Marcel Zagouli Gbolié

Personal information
- Date of birth: 1961
- Date of death: 12 July 2024 (aged 63)
- Place of death: Abidjan, Ivory Coast

Senior career*
- Years: Team / Apps / (Gls)
- 1980–1984: Bouaké FC
- 1985–1988: Africa Sports National

International career
- 1985–1988: Ivory Coast / 11

Medal record
| Bronze medal – third place | 1986 African Cup of Nations | Team competition |

= Marcel Zagoli Golié =

Ivory Coast footballer (1961–2024)

Marcel Zagouli Gbolié (1961 – 12 July 2024) was an Ivorian footballer who played as a goalkeeper. During his career, he played 11 matches for the Ivory Coast national team. During the 1986 African Cup of Nations, he blocked a penalty from Senegal's Jules Bocandé, and was integral in the third-place finish of the Ivory Coast during the tournament.

== Club career ==
During his professional football career, Gbolié played for clubs Bouaké FC and Africa Sports National. He made his first appearance for Bouaké FC in 1980, staying with the team until 1982. In 1983, he transferred to Africa Sports National in Abidjan, and remained with the team until 1992.

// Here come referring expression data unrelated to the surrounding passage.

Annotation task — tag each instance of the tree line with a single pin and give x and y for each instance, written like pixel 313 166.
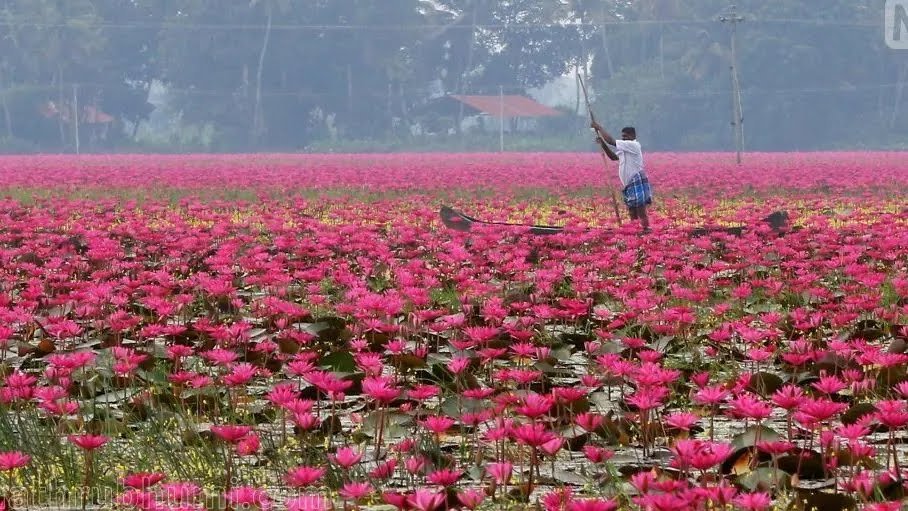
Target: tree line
pixel 266 75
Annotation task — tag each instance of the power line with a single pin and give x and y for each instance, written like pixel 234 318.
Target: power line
pixel 694 94
pixel 737 116
pixel 403 27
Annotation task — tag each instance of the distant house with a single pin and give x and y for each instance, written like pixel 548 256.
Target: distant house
pixel 493 112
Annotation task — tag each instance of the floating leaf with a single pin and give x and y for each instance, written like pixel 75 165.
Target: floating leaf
pixel 339 362
pixel 117 396
pixel 765 384
pixel 752 435
pixel 765 479
pixel 807 500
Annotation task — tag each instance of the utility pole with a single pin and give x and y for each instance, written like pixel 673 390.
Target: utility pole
pixel 737 115
pixel 76 115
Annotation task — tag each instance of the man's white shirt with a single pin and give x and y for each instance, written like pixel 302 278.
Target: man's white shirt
pixel 630 159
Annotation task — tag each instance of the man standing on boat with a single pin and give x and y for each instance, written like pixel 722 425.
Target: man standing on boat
pixel 637 192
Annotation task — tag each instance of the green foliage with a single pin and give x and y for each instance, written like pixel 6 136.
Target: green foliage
pixel 357 75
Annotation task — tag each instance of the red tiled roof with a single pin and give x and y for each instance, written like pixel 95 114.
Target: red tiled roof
pixel 507 106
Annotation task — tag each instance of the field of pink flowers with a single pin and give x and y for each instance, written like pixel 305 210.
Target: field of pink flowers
pixel 302 332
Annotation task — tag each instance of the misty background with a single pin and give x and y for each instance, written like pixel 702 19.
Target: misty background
pixel 375 75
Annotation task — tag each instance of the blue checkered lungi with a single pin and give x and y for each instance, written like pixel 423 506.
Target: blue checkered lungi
pixel 638 192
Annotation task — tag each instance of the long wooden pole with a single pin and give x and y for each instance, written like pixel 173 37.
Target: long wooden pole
pixel 602 151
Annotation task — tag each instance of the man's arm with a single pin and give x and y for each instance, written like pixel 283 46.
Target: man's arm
pixel 604 135
pixel 606 149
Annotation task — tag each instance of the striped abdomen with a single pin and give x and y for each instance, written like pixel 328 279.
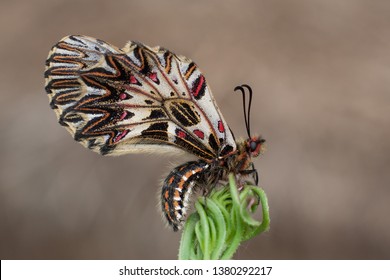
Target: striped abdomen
pixel 177 188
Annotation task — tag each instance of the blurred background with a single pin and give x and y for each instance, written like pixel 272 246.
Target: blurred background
pixel 320 71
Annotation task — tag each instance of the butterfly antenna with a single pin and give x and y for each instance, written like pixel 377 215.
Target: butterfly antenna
pixel 246 114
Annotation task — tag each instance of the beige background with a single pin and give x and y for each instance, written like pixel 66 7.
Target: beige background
pixel 320 72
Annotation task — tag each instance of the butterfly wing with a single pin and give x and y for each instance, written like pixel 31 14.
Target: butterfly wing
pixel 117 101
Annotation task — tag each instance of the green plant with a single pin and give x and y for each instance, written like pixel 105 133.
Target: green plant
pixel 222 221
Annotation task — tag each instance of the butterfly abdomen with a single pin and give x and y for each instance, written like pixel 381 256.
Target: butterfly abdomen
pixel 177 189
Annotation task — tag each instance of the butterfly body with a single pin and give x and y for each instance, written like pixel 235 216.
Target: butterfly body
pixel 118 101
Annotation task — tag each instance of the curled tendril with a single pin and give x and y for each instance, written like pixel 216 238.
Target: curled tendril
pixel 222 221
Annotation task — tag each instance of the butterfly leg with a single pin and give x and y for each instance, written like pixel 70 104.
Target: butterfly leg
pixel 177 189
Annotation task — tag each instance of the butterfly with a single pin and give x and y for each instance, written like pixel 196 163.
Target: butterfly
pixel 147 99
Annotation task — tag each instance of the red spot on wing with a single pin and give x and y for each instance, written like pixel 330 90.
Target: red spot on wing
pixel 198 87
pixel 181 134
pixel 153 77
pixel 122 96
pixel 133 80
pixel 221 127
pixel 199 133
pixel 123 116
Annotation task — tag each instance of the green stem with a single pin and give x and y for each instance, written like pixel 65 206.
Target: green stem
pixel 222 221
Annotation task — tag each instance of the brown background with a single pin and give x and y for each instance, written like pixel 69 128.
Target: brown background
pixel 320 72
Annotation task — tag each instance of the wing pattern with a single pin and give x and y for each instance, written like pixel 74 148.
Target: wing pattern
pixel 116 101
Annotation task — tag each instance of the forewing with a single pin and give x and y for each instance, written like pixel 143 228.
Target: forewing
pixel 117 101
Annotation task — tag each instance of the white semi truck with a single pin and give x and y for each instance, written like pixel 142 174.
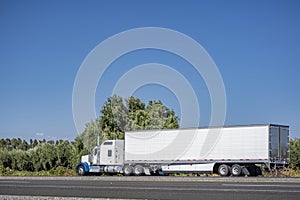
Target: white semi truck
pixel 231 150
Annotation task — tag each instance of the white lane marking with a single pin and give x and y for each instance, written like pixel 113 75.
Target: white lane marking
pixel 255 185
pixel 156 188
pixel 14 182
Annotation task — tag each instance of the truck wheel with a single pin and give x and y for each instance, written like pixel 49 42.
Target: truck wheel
pixel 236 170
pixel 81 170
pixel 128 170
pixel 138 170
pixel 223 170
pixel 258 171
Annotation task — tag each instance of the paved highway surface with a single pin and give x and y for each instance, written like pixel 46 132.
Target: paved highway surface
pixel 151 187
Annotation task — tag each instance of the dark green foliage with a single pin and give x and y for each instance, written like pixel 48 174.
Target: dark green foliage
pixel 117 116
pixel 40 156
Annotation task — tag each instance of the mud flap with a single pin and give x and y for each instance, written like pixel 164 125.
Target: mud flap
pixel 245 171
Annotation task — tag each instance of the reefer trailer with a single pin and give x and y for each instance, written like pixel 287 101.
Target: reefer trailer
pixel 231 150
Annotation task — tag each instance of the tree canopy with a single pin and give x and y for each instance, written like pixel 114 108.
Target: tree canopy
pixel 118 116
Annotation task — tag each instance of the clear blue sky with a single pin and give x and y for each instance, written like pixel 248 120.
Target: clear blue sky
pixel 255 45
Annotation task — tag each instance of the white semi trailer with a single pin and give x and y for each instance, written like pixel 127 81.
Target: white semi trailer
pixel 231 150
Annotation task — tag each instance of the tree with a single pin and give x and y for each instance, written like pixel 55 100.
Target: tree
pixel 295 153
pixel 117 117
pixel 90 134
pixel 114 119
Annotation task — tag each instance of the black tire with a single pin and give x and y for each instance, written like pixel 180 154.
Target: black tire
pixel 236 170
pixel 127 171
pixel 81 171
pixel 252 170
pixel 223 170
pixel 138 170
pixel 258 171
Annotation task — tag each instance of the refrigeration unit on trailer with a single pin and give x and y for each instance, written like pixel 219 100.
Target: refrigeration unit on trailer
pixel 228 150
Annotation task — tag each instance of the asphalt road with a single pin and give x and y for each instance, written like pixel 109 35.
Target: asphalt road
pixel 152 188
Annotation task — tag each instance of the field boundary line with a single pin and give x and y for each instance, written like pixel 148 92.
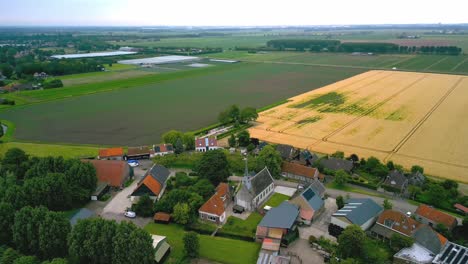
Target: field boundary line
pixel 435 63
pixel 425 117
pixel 373 108
pixel 459 64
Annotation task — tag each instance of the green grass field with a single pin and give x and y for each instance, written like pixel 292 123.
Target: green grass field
pixel 217 249
pixel 276 199
pixel 157 103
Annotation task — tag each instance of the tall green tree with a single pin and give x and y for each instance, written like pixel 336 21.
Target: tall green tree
pixel 7 217
pixel 214 166
pixel 269 157
pixel 191 244
pixel 351 242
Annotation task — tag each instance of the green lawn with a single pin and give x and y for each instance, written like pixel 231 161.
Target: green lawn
pixel 157 103
pixel 238 226
pixel 218 249
pixel 276 199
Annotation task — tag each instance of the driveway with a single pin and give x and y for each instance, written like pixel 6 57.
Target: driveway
pixel 302 249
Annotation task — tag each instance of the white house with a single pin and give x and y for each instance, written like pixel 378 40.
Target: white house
pixel 206 144
pixel 255 190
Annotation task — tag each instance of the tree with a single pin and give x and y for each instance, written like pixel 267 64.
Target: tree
pixel 7 216
pixel 191 244
pixel 172 136
pixel 243 138
pixel 398 242
pixel 269 157
pixel 339 202
pixel 232 141
pixel 181 213
pixel 144 206
pixel 178 147
pixel 214 166
pixel 15 161
pixel 417 168
pixel 351 242
pixel 248 114
pixel 341 177
pixel 387 205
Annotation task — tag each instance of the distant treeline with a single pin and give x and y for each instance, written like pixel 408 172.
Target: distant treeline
pixel 338 46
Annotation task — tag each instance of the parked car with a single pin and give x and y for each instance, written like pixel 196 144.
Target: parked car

== International career ==
Gbolié made his debut for the Ivory Coast national team on 7 April 1985 in a 0–0 draw in a 1986 World Cup qualifier with Ghana, played in Abidjan. In 1986, he was called up to the squad for the 1986 African Cup of Nations. He played in five matches: group matches with Mozambique (3–0), with Egypt (0–2) and with Senegal (1–0), the semi-final with Cameroon (0–1) and the 3rd place match with Morocco (3–2). With the Ivory Coast, he finished third in that tournament.

In 1988, Gbolié was called up to the squad for the 1988 African Cup of Nations. At that tournament, he played in one group match, against Algeria (1–1). From 1985 to 1988, he appeared for the national team 12 times.

== After retirement ==
After Gbolié retired from football, he returned to live in his home village, Mimia, in the Haut-Sassandra Region of the Ivory Coast. In 2015 he received the Ivory Coast honor, Order of Ivory Merit, Knight for his services to football.

Gbolié died after a long illness in Abidijan's Treichville University Hospital, on 12 July 2024, at the age of 63.